APA - Austria Presse Agentur

UNO fordert Klärung von Schicksal indigener Kinder in Kanada

Nach der Entdeckung der sterblichen Überreste von 215 Kindern kanadischer Ureinwohner in einem früheren katholischen Internat haben UN-Menschenrechtsexperten die Regierung von Ottawa und den Vatikan dazu aufgefordert, alles zur Aufklärung der Hintergründe zu unternehmen. Sie müssten untersuchen, wer die kleinen Opfer gewesen seien, unter welchen Umständen sie gestorben seien und wer dafür verantwortlich gewesen sei, erklärte das Gremium aus neun Experten am Freitag.

Zudem forderten sie ähnliche Untersuchungen in allen anderen ehemaligen Internaten in Kanada, in denen Kinder aus indigenen Familien zwangsweise in die Gesellschaft der europäischen Einwanderer integriert werden sollten. Zu den Experten gehören unter anderem die UN-Sonderberichterstatter für die Rechte indigener Völker sowie der Vorsitzende der Arbeitsgruppe gegen das Verschwindenlassen von Menschen.

Die Justiz müsse zu allen "verdächtigen Todesfällen und Anschuldigungen von Folter und sexueller Gewalt" gegen die dort untergebrachten Kinder strafrechtliche Ermittlungen einleiten, erklärten sie.
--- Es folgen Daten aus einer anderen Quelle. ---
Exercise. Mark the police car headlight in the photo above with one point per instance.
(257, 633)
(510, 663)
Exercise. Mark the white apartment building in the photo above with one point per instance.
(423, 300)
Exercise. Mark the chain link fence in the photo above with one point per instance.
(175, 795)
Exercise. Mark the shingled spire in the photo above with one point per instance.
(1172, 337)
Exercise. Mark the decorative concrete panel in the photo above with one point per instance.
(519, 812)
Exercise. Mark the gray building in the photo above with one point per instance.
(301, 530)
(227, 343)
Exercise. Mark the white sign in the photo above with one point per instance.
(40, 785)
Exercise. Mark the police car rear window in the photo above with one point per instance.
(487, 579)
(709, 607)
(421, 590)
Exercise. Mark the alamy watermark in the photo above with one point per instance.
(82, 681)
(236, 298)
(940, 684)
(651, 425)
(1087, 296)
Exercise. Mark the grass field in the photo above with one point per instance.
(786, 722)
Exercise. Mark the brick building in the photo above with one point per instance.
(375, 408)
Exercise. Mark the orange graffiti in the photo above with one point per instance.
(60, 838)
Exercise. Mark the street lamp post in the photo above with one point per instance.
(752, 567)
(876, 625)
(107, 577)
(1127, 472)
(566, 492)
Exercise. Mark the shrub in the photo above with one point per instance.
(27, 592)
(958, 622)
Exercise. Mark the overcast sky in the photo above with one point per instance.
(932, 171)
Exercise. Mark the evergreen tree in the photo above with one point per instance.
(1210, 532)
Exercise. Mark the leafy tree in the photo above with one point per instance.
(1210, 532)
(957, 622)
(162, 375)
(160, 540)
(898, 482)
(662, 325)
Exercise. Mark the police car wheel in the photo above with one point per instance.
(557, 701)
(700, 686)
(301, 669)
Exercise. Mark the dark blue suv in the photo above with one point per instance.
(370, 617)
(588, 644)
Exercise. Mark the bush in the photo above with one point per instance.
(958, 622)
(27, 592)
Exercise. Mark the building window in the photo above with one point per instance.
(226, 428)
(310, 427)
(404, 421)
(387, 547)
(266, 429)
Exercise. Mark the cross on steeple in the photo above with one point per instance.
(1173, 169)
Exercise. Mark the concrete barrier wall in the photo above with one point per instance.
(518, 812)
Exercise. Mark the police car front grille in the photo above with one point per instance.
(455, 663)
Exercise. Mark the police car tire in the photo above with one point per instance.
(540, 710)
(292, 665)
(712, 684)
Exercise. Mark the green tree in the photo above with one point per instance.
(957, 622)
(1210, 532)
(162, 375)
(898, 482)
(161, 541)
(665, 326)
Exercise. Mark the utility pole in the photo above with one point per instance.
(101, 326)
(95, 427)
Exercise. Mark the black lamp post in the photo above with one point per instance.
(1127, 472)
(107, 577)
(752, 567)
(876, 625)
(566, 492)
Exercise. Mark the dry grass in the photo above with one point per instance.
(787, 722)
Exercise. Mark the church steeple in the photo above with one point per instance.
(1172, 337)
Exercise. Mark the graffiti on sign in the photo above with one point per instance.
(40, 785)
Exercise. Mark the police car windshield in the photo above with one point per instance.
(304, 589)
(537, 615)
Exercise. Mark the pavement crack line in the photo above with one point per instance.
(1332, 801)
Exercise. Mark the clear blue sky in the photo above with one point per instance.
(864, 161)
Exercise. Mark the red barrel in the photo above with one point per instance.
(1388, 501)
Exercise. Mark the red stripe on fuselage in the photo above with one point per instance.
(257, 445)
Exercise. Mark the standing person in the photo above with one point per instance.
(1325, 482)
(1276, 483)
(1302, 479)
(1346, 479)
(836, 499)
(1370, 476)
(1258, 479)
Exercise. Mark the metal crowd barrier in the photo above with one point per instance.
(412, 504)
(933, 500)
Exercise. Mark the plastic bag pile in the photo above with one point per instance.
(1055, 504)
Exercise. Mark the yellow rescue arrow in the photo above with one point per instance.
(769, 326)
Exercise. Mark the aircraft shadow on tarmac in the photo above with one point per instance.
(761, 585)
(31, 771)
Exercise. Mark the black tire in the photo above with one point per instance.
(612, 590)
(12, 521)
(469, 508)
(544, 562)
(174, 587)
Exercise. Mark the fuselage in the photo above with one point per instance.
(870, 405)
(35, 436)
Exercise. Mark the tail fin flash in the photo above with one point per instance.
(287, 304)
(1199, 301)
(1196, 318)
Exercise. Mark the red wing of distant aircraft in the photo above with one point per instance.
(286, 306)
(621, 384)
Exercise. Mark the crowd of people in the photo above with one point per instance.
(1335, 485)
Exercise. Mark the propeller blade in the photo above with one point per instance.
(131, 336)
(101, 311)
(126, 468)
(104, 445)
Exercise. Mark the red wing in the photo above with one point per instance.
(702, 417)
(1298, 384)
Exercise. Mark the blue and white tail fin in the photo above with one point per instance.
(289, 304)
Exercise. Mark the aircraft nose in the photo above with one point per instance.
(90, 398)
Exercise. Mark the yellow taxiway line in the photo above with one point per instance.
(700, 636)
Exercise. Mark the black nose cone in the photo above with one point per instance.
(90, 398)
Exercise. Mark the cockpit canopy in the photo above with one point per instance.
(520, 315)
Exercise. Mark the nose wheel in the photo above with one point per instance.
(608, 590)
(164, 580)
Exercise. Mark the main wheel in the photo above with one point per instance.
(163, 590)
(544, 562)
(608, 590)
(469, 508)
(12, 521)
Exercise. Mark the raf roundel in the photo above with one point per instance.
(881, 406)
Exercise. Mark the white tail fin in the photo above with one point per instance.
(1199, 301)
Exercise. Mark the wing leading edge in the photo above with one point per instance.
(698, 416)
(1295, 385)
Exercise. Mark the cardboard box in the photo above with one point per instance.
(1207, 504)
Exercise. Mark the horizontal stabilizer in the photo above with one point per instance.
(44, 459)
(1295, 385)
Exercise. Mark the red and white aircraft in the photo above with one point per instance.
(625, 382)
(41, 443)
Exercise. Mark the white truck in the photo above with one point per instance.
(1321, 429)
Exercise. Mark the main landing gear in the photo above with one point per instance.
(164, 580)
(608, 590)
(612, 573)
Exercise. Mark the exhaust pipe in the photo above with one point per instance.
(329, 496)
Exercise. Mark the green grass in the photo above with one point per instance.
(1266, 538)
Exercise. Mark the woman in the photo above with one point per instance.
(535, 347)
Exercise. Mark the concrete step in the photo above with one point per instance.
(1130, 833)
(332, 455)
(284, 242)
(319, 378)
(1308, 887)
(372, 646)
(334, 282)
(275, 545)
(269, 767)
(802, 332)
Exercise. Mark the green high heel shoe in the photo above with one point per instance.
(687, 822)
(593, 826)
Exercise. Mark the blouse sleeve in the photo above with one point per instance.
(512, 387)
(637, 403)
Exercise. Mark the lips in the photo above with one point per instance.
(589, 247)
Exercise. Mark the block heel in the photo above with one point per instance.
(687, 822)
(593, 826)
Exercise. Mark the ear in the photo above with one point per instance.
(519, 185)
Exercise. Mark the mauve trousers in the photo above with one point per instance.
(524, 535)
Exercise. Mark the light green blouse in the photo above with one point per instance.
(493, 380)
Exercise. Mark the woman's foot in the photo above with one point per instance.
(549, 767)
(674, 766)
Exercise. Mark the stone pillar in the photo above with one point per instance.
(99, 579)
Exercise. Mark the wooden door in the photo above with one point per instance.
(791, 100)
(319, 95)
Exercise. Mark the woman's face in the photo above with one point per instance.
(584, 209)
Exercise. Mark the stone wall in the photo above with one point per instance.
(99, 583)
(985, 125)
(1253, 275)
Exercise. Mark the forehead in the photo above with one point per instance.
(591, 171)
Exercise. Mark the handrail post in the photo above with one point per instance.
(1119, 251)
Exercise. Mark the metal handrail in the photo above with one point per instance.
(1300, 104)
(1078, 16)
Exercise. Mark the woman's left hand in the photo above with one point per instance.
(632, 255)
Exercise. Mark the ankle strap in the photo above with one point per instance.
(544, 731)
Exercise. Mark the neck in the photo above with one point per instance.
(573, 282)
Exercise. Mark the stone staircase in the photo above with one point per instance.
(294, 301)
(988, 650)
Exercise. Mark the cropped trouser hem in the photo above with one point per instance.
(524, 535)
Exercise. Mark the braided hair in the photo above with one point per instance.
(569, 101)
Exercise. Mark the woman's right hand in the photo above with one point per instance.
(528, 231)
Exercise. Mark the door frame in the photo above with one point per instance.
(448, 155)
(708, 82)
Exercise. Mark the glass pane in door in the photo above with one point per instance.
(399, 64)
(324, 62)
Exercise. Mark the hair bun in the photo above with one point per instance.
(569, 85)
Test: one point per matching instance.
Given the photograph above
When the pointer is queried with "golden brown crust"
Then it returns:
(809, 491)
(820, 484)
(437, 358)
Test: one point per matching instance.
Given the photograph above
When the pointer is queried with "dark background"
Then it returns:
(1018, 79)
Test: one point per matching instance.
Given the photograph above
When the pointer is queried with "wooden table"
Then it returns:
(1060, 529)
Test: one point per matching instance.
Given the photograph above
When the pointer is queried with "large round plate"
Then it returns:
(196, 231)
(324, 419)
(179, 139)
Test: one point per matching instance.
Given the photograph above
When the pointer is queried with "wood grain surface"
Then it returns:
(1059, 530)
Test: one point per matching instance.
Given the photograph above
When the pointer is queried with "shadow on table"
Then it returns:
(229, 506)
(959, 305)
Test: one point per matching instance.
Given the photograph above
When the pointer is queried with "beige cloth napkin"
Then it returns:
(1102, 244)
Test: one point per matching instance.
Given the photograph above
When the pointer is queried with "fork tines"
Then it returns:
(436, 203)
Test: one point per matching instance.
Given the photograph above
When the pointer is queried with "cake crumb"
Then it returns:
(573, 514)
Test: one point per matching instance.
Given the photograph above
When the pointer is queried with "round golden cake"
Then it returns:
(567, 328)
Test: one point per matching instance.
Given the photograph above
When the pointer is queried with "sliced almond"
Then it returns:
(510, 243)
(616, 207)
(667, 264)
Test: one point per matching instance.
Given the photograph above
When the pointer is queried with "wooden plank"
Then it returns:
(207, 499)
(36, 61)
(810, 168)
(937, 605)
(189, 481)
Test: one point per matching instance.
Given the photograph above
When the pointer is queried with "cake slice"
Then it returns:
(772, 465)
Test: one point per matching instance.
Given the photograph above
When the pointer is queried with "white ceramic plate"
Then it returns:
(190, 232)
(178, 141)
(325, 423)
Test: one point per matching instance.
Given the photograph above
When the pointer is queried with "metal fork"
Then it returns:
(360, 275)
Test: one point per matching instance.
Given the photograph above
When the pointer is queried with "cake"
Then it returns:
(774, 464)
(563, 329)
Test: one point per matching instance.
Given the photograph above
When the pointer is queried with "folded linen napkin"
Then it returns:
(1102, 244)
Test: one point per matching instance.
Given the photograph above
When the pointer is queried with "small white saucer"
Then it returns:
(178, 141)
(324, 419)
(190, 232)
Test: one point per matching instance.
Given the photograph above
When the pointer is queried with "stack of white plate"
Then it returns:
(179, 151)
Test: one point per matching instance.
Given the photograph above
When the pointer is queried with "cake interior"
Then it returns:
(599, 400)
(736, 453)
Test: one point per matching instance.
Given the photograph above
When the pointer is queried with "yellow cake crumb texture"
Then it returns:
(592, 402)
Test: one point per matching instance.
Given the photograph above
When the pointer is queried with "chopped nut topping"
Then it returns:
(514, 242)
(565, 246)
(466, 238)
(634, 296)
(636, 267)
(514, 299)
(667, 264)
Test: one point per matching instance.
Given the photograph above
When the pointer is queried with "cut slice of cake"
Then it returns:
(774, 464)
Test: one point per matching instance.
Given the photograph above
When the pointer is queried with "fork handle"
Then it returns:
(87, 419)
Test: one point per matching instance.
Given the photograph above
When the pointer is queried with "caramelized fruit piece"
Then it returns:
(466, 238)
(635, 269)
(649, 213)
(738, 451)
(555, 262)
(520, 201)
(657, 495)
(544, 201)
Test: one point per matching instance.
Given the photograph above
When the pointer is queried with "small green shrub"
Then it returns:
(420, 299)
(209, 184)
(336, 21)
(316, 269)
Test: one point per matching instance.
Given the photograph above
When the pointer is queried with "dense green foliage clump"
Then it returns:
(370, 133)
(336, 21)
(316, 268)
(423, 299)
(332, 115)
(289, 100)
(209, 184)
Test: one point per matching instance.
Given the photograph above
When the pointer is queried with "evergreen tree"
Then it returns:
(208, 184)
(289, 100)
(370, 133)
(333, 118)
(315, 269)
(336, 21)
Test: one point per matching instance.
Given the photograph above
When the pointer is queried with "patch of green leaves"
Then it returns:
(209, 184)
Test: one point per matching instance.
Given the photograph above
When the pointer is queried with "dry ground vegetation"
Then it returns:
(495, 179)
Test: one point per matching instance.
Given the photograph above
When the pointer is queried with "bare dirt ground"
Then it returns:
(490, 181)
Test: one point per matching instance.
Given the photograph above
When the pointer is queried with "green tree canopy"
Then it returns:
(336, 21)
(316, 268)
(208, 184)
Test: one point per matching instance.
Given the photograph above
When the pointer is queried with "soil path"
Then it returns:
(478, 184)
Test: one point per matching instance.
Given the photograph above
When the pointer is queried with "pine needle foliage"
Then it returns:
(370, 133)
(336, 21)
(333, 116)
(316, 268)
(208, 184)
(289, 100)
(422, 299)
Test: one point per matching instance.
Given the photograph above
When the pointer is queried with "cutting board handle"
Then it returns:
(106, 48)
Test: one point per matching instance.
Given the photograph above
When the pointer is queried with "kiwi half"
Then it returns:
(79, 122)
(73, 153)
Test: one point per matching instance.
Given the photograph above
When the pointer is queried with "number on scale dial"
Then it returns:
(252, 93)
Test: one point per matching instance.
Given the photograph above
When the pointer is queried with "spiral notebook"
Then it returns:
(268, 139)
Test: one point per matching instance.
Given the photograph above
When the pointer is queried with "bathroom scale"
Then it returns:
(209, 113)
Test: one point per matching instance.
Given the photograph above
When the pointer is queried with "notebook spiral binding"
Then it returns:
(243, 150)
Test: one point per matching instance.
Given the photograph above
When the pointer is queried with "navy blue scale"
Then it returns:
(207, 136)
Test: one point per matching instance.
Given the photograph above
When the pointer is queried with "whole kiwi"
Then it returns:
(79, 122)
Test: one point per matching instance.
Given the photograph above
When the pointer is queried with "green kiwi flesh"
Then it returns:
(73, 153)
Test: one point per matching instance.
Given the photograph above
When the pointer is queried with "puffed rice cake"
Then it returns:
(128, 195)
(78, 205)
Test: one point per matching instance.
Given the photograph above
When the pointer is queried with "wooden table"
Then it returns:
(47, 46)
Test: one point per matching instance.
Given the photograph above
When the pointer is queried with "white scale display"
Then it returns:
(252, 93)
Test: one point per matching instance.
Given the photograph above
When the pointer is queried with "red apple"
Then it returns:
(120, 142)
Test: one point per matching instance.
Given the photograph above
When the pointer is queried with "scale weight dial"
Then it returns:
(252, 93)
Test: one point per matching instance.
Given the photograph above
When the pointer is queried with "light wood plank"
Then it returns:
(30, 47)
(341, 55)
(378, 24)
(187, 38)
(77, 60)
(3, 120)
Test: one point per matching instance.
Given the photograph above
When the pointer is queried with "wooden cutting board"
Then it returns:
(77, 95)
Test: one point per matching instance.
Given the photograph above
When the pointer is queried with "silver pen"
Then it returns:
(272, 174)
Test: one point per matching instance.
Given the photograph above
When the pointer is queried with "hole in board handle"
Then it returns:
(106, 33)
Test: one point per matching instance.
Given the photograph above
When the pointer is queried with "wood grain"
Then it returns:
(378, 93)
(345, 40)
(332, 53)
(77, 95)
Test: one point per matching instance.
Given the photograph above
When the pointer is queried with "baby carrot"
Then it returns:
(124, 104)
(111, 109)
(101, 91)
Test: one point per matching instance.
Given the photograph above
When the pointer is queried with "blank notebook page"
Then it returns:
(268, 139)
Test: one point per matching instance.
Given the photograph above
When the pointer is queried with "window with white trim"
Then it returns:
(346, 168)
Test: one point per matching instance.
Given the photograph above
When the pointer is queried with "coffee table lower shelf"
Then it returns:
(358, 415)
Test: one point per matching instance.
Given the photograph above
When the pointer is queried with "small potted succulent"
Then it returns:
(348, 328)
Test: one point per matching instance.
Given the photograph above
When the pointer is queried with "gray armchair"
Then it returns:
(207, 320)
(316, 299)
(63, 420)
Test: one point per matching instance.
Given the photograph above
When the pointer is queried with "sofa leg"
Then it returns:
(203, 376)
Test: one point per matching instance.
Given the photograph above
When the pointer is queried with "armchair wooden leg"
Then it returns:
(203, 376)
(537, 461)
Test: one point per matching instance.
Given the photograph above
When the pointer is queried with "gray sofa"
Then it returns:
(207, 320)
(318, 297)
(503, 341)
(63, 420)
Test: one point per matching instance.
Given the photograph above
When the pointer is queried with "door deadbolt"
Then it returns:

Die damaligen Täter sowie die Vertuscher, die möglicherweise noch am Leben seien, müssten zur Rechenschaft gezogen werden. Die Kirche müsse ihrerseits vollen Zugang zu den Archiven der Internatsschulen gewähren und ebenfalls eigene Ermittlungen anstellen.

In Kanada waren ab 1874 rund 150.000 Kinder von Ureinwohnern und gemischten Paaren von ihren Familien und ihrer Kultur getrennt und in kirchliche Heime gesteckt worden, um sie so zur Anpassung an die weiße Mehrheitsgesellschaft zu zwingen. Viele von ihnen wurden in den Heimen misshandelt oder sexuell missbraucht. Nach bisherigen Angaben starben mindestens 3.200 dieser Kinder, die meisten an Tuberkulose.

Die Entdeckung der Kinderleichen auf dem Gelände des ehemaligen Internats nahe der Kleinstadt Kamloops hatte ein Schlaglicht auf das düstere Kapitel geworfen und landesweit für Erschütterung gesorgt. Der Tod der Kinder wurde nach Angaben der indigenen Gemeinschaft Tk'emlups te Secwepemc von der damaligen Schulleitung nie dokumentiert. Premierminister Justin Trudeau stellte am Donnerstag einen Aktionsplan im Umfang von umgerechnet rund 1,5 Milliarden Euro vor, um das Leben der indigenen Bevölkerung im Land zu verbessern.